The village of Alia in Mwatate sub-county is a small quiet settlement of farmers. It rests within a natural surroundings of bushes and grassland that neighbor the wildlife of Tsavo West. Unfortunately, the most attention Alia receives is when elephants ravage the farms in search of food and leave devastating damage.
However, a recent positive turn took place for the people of Alia. The small village recently became a county and national pacesetter in the economy of fodder feeding. This has brought some seeds of hope to the troubled area.
The story of how this small village turned grass into gold dates further back than a decade. In 2010, the main work done by the farmers was growing maize, cowpeas, beans and green grams.
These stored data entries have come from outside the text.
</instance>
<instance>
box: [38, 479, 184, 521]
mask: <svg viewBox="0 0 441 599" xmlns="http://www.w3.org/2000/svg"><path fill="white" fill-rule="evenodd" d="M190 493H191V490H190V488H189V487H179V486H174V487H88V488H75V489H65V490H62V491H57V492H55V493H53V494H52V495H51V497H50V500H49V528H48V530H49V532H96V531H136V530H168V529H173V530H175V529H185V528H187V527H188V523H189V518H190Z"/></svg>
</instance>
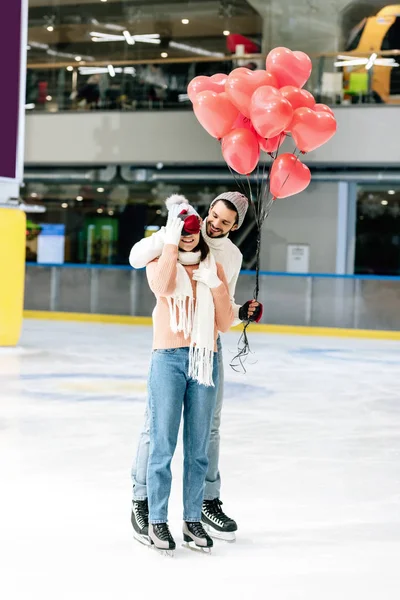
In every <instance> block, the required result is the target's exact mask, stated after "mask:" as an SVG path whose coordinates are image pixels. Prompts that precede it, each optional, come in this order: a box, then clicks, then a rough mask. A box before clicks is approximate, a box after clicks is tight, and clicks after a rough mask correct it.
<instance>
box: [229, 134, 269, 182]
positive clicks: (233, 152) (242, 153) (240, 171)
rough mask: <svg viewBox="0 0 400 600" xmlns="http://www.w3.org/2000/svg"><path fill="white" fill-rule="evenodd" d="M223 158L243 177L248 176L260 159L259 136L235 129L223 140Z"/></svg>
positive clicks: (231, 167) (234, 170) (234, 169)
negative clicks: (257, 137) (246, 175)
mask: <svg viewBox="0 0 400 600" xmlns="http://www.w3.org/2000/svg"><path fill="white" fill-rule="evenodd" d="M221 146H222V156H223V157H224V159H225V160H226V162H227V164H228V165H229V166H230V167H231V169H233V170H234V171H236V172H237V173H240V174H241V175H248V174H249V173H251V172H252V171H254V169H255V168H256V166H257V164H258V161H259V159H260V147H259V145H258V140H257V135H256V134H255V133H253V132H252V131H250V130H249V129H234V130H233V131H231V132H229V133H228V134H227V135H226V136H225V137H224V138H223V140H222V145H221Z"/></svg>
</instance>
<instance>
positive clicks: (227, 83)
mask: <svg viewBox="0 0 400 600" xmlns="http://www.w3.org/2000/svg"><path fill="white" fill-rule="evenodd" d="M276 84H277V82H276V79H275V77H274V76H273V75H271V74H270V73H267V72H266V71H263V70H262V69H260V70H258V71H251V70H250V69H245V68H243V67H239V68H238V69H234V70H233V71H232V72H231V73H230V74H229V77H228V79H227V82H226V84H225V90H226V93H227V94H228V96H229V98H230V100H231V102H232V103H233V104H234V105H235V106H236V107H237V108H238V109H239V110H240V112H241V113H242V114H243V115H244V116H245V117H247V118H250V102H251V97H252V95H253V94H254V92H255V91H256V89H258V88H259V87H261V86H263V85H272V86H273V87H276Z"/></svg>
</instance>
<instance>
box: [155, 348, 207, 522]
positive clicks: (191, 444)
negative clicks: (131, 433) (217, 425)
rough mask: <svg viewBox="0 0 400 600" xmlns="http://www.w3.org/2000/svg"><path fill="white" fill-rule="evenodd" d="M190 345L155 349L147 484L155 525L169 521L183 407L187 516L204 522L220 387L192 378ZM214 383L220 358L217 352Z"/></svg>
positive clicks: (183, 479)
mask: <svg viewBox="0 0 400 600" xmlns="http://www.w3.org/2000/svg"><path fill="white" fill-rule="evenodd" d="M188 370H189V348H172V349H169V350H155V351H154V352H153V355H152V361H151V366H150V374H149V391H150V393H149V397H150V454H149V461H148V466H147V484H148V501H149V521H150V523H165V522H167V520H168V500H169V495H170V491H171V482H172V475H171V461H172V457H173V455H174V452H175V448H176V443H177V440H178V432H179V425H180V422H181V415H182V406H183V449H184V461H183V520H184V521H200V518H201V507H202V503H203V496H204V483H205V478H206V473H207V467H208V458H207V452H208V445H209V441H210V430H211V422H212V418H213V414H214V408H215V400H216V390H217V388H216V387H211V386H209V387H206V386H204V385H200V384H199V383H198V382H196V381H194V380H193V379H190V378H189V377H188ZM213 379H214V383H215V384H218V359H217V353H215V354H214V366H213Z"/></svg>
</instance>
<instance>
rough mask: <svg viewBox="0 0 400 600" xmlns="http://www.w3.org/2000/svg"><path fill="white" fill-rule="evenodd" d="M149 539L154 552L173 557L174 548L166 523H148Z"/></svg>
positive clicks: (174, 544)
mask: <svg viewBox="0 0 400 600" xmlns="http://www.w3.org/2000/svg"><path fill="white" fill-rule="evenodd" d="M149 538H150V542H151V545H152V546H153V545H154V547H155V549H156V550H158V551H159V552H161V553H162V554H166V555H167V556H173V555H174V550H175V548H176V544H175V540H174V538H173V537H172V535H171V532H170V530H169V527H168V524H167V523H149Z"/></svg>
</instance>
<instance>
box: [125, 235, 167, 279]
mask: <svg viewBox="0 0 400 600" xmlns="http://www.w3.org/2000/svg"><path fill="white" fill-rule="evenodd" d="M164 236H165V227H162V228H161V229H160V230H159V231H156V233H153V235H151V236H150V237H148V238H143V239H142V240H140V242H137V243H136V244H135V245H134V246H133V248H132V250H131V253H130V255H129V263H130V265H131V266H132V267H133V268H134V269H143V268H144V267H145V266H146V265H148V264H149V263H150V262H151V261H152V260H154V259H156V258H158V257H159V256H161V253H162V251H163V248H164Z"/></svg>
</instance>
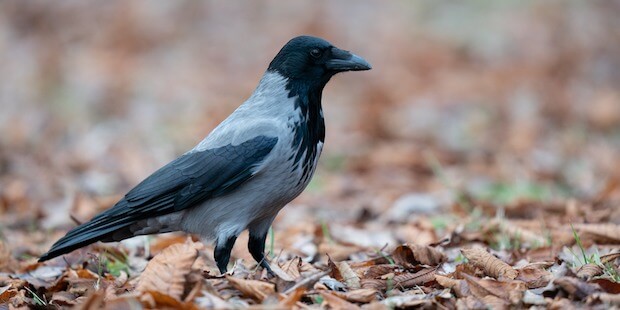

In natures sometimes unkind fashion, right at the peak of their produce, Elephants and other wild animals would tread in and destroy them. This destruction left farmers hopeless and worried about the sustainability of the torturous cycle.
Furthermore, the reality of climate change did not help the already dire situation as now crops were also battling elements. In turn, the main economic pillar in the community withered away and the people of Alia became dependent on handouts. Naturally, these came far and few in-between.
As all of this occurred, a notorious weed would grow around the little crops that did survive. The farmers would uproot this grass and either burn it nearby or simply leave it out to rot.
A new leaf in Alia
However, the story took a turn as some livestock farmers from nearby trooped to Alia in search of pasture. The weeded grass turned out to be exactly what this group of farmers needed for their livestock. Immediately, the farmers of Alia began selling the grass at throw away prices instead of simply discarding it.
Fast Forward to 2019 officers from Kenya Crops and Dairy Market Systems (KCDMS) went to Alia as they decided to pilot a fodder project.
A group of 25 trainers were taken through a fodder production course, many of them part of the initial group in 2010.
The program opened the groups eyes to the real potential of the commodity they had and its entrepreneurial value.
Backed by funding from USAID, the training done by KCDMS helped this once sleepy and troubled village thrive.
Currently, the training program has helped over 300 individuals in Alia and become an income source for households.
The training program mainly tackled production, harvesting, preservation, and instilling entrepreneurial skills amongst its members.